Approach of each phase. MR: MapReduce, DFS: Distributed File System.
Recently, lots of companies and organizations try to analyze large amount of business data and leverage extracted knowledge to improve their operations. This chapter discusses techniques for processing large-scale data. In this chapter, we propose two computing frameworks for large-scale data mining:
Tree structured data analysis framework, and
Parallel machine learning framework.
The first framework is for analysis phase, in which we find out how to utilize business data through trial and error. The proposed framework stores tree-structured data using vertical partitioning technique, and uses HadoopMapReduce for distributed computing. These methods enable to reduce disk I/O load, and to avoid computationally-intensive processing, such as grouping and combining of records.

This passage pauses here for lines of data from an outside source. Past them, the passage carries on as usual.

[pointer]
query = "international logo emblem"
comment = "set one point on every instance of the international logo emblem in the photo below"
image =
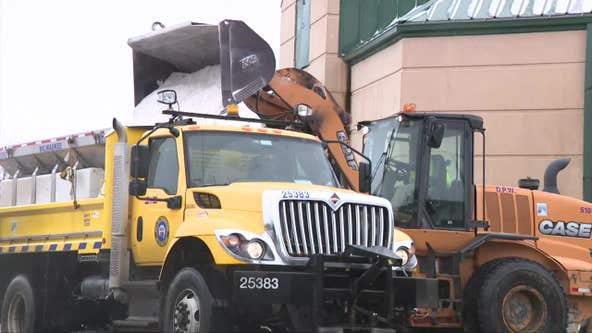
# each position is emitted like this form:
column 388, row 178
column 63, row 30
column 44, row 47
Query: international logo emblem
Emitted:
column 334, row 199
column 161, row 231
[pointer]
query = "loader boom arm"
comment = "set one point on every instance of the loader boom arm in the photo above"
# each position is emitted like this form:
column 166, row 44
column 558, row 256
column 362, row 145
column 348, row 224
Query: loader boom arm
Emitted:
column 291, row 87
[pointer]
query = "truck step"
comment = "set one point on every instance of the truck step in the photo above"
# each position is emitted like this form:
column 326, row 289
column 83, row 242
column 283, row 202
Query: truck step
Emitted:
column 352, row 329
column 136, row 324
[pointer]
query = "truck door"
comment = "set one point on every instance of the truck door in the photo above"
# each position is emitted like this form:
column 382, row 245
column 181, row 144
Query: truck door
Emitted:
column 154, row 221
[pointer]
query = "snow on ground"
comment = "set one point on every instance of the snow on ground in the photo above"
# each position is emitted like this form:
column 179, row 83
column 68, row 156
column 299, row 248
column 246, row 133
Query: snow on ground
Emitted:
column 196, row 92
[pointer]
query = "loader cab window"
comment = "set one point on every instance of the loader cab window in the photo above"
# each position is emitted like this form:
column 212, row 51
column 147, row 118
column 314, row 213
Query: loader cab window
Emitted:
column 446, row 191
column 398, row 183
column 163, row 170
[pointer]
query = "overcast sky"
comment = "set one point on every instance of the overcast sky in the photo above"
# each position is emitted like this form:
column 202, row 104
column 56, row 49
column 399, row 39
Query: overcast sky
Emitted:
column 65, row 66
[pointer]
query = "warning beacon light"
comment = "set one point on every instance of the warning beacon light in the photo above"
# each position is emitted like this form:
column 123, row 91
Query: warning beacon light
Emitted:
column 168, row 97
column 409, row 107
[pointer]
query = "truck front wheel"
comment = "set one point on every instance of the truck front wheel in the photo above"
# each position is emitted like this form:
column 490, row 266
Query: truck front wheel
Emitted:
column 18, row 306
column 521, row 296
column 188, row 304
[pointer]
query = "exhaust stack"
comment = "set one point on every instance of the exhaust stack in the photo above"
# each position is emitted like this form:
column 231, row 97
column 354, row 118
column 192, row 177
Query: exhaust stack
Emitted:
column 551, row 174
column 119, row 260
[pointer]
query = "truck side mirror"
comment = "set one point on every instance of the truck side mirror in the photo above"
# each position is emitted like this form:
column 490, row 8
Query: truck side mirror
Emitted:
column 138, row 187
column 436, row 134
column 365, row 177
column 139, row 162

The second framework is for model learning phase, in which we create predictive models using machine learning algorithms. The proposed framework is another implementation of MapReduce. The framework is designed to ease parallelization of machine learning algorithms and reduce calculation overheads for iterative procedures. The framework minimizes frequency of thread generation and termination, and keeps feature vectors in local memory and local disk during iteration.
We start with discussion on process of data utilization in enterprise and organization described in Figure 1. We suppose the data utilization process consists of the following phases.
Model learning phase
Model application phase
1.1. Pre-processing phase
Pre-processing phase consists of 2 steps:
Step 1-1 Cleansing
Step 1-2 Structuring
Firstly Step 1-1 removes incorrect values and secondly Step 1-2 transforms table-format data into tree-structured data. This pre-processing phase combines raw data from multiple data sources and creates tree-structured data in which records from multiple data sources are "joined".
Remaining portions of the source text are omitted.